# Question about Concealed Carry?



## RugerLCR04 (Feb 2, 2012)

Newbie: I just turned 21 recently and am in the process of getting my concealed carry. I just recently purchased a Ruger LCR, and I am just not sure where would be the optimal place to carry the firearm. I'm a college student and wear a great deal of t-shirts and khakis on most occasions. If anyone could suggest a holster and a preference of location it would be greatly appreciated. Thanks.


----------



## TedDeBearFrmHell (Jul 1, 2011)

welcome from southern oregon


----------



## chessail77 (Mar 15, 2011)

Welcome from snowy AZ...JJ


----------



## Steve M1911A1 (Feb 6, 2008)

Generally speaking, a person who will carry a concealed firearm will find that he (she?) needs to make several "adjustments" to the wardrobe.
For instance, knit-fabric T-shirts do not do a particularly good job of hiding a concealed pistol.
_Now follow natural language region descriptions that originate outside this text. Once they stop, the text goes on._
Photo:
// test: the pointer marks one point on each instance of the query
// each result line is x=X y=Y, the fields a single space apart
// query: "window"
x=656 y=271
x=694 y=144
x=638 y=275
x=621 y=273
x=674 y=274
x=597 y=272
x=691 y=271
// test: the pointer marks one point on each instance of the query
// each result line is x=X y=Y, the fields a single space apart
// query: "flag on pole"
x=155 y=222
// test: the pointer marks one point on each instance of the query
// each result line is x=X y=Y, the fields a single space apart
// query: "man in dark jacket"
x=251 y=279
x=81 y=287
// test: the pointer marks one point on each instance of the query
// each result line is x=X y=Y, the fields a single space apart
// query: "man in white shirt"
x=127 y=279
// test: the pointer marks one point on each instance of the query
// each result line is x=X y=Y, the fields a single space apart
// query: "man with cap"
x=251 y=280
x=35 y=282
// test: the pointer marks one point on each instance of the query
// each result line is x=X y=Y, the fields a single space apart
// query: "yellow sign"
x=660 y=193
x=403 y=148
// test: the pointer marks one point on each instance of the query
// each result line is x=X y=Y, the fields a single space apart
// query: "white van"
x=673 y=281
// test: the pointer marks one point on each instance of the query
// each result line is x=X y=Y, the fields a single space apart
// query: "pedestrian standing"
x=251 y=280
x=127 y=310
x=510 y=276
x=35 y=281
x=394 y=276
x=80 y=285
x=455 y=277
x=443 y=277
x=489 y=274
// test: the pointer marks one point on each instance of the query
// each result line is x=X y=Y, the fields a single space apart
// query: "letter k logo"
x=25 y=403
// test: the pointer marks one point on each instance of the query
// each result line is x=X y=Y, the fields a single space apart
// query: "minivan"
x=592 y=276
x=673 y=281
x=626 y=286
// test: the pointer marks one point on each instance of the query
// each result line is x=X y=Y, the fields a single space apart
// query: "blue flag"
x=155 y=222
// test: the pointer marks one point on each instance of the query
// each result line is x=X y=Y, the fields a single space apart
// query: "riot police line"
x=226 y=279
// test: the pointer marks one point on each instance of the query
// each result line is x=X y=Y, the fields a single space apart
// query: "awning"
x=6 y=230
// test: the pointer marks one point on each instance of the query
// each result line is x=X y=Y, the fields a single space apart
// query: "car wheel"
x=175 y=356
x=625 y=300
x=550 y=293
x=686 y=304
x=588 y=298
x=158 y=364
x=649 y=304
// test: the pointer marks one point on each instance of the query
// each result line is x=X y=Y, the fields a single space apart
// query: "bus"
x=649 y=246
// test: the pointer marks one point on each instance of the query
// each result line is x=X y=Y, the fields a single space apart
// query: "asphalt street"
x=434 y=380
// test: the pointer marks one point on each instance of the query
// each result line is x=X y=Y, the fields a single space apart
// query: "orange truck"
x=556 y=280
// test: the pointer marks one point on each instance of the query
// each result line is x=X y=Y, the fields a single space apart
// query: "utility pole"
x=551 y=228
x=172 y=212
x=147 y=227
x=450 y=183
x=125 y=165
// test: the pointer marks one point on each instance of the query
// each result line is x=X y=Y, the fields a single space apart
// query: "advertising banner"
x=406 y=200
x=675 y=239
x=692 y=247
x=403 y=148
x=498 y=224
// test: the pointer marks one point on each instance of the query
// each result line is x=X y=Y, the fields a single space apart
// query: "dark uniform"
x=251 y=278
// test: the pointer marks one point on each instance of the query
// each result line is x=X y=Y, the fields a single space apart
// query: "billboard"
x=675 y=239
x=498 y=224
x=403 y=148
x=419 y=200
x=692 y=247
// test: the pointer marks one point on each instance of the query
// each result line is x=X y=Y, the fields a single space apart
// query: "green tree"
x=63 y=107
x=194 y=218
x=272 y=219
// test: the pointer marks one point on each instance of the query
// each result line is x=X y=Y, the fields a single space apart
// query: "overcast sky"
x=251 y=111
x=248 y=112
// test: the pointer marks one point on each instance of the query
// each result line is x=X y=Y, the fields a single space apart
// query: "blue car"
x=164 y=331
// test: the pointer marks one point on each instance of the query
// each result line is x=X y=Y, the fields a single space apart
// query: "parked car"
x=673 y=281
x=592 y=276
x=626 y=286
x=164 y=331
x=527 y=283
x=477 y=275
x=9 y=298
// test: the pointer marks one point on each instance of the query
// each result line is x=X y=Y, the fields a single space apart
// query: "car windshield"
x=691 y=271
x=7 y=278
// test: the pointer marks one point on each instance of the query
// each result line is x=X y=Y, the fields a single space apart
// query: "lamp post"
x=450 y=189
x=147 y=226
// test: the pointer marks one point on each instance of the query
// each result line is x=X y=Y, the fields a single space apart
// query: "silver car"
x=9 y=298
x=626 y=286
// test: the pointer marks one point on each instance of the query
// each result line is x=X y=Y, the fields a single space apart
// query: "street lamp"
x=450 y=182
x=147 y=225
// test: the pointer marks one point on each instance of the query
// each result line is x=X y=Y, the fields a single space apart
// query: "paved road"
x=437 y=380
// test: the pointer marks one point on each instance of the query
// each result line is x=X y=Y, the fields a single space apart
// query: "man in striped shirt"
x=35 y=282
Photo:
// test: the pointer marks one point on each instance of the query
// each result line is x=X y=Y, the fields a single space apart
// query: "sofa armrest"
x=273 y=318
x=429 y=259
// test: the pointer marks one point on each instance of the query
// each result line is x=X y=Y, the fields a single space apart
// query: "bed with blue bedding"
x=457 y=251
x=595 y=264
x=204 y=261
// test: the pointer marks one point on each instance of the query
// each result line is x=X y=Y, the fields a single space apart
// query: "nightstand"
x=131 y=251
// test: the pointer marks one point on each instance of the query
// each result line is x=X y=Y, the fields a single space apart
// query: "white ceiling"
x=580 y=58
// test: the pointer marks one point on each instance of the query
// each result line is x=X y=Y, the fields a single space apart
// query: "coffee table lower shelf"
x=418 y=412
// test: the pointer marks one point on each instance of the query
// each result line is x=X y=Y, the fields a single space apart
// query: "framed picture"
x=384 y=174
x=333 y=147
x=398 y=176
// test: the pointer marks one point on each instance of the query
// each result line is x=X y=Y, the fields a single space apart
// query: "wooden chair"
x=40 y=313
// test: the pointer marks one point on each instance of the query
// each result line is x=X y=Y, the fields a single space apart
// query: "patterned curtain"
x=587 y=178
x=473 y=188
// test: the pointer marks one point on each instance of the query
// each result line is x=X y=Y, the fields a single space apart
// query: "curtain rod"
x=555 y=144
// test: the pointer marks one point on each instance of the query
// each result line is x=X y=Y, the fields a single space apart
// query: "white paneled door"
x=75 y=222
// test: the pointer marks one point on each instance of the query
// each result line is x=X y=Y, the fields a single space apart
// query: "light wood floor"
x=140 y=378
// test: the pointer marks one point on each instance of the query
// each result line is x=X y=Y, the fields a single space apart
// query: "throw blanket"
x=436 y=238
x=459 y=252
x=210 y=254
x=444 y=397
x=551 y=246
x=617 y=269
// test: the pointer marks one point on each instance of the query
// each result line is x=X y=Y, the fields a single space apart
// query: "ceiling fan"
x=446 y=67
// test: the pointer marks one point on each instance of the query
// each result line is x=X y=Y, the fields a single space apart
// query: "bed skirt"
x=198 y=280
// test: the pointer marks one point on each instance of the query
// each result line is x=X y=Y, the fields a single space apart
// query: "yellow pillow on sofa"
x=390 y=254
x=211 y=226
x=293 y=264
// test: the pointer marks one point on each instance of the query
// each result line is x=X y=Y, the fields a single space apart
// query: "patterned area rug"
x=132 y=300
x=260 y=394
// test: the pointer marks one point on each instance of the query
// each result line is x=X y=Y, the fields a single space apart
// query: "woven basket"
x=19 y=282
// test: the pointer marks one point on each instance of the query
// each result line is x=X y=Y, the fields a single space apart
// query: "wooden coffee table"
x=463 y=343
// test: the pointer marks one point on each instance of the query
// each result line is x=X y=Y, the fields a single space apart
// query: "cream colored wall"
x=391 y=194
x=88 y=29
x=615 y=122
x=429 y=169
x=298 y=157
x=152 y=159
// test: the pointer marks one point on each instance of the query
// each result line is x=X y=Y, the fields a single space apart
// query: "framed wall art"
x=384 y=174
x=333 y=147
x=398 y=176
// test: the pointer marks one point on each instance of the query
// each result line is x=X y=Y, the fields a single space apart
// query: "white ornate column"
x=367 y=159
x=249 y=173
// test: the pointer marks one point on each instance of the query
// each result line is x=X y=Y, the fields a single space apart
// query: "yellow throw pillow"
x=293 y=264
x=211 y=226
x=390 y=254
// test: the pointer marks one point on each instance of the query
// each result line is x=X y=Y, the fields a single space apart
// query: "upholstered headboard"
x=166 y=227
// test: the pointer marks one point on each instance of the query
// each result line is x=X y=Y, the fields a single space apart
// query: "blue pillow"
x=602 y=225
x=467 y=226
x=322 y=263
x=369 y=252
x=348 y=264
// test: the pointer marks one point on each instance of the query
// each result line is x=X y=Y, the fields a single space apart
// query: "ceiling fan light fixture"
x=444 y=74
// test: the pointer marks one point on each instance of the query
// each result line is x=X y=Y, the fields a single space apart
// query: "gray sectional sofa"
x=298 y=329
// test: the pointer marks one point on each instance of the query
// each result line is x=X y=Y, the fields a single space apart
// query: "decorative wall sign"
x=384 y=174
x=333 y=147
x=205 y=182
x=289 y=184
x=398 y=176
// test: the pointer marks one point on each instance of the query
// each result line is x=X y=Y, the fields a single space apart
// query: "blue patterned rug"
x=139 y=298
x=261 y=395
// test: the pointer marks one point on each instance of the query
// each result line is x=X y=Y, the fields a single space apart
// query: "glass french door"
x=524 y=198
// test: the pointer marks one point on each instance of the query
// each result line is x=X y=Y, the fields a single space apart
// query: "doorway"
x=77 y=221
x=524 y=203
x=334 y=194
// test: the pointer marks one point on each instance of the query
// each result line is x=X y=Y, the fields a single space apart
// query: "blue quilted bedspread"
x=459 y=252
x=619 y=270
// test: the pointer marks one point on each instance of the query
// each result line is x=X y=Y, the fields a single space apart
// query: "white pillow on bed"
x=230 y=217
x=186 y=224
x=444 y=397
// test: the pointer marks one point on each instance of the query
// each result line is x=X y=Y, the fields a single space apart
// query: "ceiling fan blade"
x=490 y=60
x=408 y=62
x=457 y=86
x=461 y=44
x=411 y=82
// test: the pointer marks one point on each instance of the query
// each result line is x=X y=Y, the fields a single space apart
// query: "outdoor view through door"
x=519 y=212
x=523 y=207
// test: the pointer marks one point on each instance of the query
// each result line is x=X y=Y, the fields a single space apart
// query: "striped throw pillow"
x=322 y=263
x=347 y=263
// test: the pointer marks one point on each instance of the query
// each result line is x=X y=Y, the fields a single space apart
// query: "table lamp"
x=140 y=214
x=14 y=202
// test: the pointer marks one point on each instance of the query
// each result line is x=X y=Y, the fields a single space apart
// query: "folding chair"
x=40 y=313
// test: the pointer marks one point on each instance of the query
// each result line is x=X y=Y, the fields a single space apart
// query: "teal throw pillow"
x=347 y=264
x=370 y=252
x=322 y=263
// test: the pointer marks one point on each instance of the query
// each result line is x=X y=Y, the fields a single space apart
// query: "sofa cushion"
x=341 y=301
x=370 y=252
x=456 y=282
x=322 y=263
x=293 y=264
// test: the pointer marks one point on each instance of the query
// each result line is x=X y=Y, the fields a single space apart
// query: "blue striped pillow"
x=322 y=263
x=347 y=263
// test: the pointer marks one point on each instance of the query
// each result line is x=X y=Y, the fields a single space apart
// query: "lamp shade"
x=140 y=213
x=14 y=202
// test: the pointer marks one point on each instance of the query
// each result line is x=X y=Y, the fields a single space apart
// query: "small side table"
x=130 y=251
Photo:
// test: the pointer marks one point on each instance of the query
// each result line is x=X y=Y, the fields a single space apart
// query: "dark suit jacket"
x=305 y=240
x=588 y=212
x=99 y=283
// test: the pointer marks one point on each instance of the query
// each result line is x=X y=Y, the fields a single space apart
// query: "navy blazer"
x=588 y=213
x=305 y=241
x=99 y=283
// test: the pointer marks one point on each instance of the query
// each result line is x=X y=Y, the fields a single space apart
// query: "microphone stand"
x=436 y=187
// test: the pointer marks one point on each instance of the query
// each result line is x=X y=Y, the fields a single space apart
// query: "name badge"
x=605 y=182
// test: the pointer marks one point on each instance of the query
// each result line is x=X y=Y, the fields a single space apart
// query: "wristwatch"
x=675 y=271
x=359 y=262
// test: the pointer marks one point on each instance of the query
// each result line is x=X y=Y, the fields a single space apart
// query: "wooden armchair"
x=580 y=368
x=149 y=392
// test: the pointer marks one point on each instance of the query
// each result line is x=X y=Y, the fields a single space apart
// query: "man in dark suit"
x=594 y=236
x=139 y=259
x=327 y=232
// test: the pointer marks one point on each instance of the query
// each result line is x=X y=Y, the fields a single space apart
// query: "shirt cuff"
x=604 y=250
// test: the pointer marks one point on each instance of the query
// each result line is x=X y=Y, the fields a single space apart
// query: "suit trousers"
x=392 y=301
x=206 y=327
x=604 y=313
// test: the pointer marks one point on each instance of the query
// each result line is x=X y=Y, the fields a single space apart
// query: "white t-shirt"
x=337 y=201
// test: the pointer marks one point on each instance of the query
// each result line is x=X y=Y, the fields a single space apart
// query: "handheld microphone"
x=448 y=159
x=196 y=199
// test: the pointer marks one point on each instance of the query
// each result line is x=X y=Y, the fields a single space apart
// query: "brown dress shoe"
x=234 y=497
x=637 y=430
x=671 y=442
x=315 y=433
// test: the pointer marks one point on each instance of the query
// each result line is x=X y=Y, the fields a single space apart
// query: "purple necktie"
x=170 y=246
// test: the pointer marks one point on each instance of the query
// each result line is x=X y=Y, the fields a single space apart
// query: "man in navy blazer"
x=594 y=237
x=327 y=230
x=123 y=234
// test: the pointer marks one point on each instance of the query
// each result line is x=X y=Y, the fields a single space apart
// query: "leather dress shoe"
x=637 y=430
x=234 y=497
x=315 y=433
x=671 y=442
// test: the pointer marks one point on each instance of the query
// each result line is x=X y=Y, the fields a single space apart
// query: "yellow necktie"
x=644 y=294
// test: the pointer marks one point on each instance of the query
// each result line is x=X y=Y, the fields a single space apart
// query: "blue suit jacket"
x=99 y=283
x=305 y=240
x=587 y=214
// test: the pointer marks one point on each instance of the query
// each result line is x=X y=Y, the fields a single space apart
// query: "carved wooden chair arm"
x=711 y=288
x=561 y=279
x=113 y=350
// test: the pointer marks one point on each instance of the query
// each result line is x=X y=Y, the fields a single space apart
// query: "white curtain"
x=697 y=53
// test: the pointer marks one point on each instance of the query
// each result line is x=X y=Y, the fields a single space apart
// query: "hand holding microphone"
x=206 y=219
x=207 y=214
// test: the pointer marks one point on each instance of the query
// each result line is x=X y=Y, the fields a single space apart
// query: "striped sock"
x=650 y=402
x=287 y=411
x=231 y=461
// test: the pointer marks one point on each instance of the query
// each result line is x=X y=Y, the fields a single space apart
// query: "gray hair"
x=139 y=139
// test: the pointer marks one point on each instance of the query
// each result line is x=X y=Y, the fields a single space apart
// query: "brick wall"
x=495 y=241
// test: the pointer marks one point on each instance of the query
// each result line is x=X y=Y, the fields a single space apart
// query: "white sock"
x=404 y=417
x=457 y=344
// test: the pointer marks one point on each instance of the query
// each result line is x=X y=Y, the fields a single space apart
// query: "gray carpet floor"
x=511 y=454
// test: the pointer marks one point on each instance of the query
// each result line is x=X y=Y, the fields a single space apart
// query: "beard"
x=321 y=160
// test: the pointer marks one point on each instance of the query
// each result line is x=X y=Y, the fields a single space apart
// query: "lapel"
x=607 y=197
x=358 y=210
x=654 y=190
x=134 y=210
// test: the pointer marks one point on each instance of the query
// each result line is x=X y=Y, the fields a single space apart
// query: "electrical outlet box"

A loose, untucked, woven-cloth shirt works better.
If you elect to carry your pistol inside your trouser waistband (IWB), you will soon notice the need to buy larger pants.
If you carry outside your pants (OWB), you will need a covering jacket, or an even longer-tailed shirt. (Please do not use a "photographer's vest": It screams "Gun!" to anybody who sees you.)

You may find that your LCR is very difficult to shoot well. It's not you, but rather your inexperience. Small, lightweight guns are hard to shoot effectively, and they are certainly not very comfortable to fire.
Better would be to find a carefully-used, high-quality, full-size revolver with which to take your first steps. Once you've learned to shoot that well, you can "graduate" to your mini-pistol with a good deal more confidence and skill.


----------



## DanP_from_AZ (May 8, 2009)

RugerLCR04 said:


> Newbie: I just turned 21 recently and am in the process of getting my concealed carry. I just recently purchased a Ruger LCR, and I am just not sure where would be the optimal place to carry the firearm. I'm a college student and wear a great deal of t-shirts and khakis on most occasions. If anyone could suggest a holster and a preference of location it would be greatly appreciated. Thanks.


Just my $ 0.02. YMMV.

I like my DeSantis "SuperFly" pocket holsters. Google their site. Sticky exterior, with the velco square flap placed on either (outside) side. If it prints, it looks like "a wallet".
I have one for both my SIG P290 "pocket 9 mm" semi-auto, and my S&W J-frame snubby with CT laser grips. Also, they work well for gun "storage". 
My J-frame is the same size as your Ruger LCR. I have a lady friend with one, and we both like her (your) Ruger LCR a lot.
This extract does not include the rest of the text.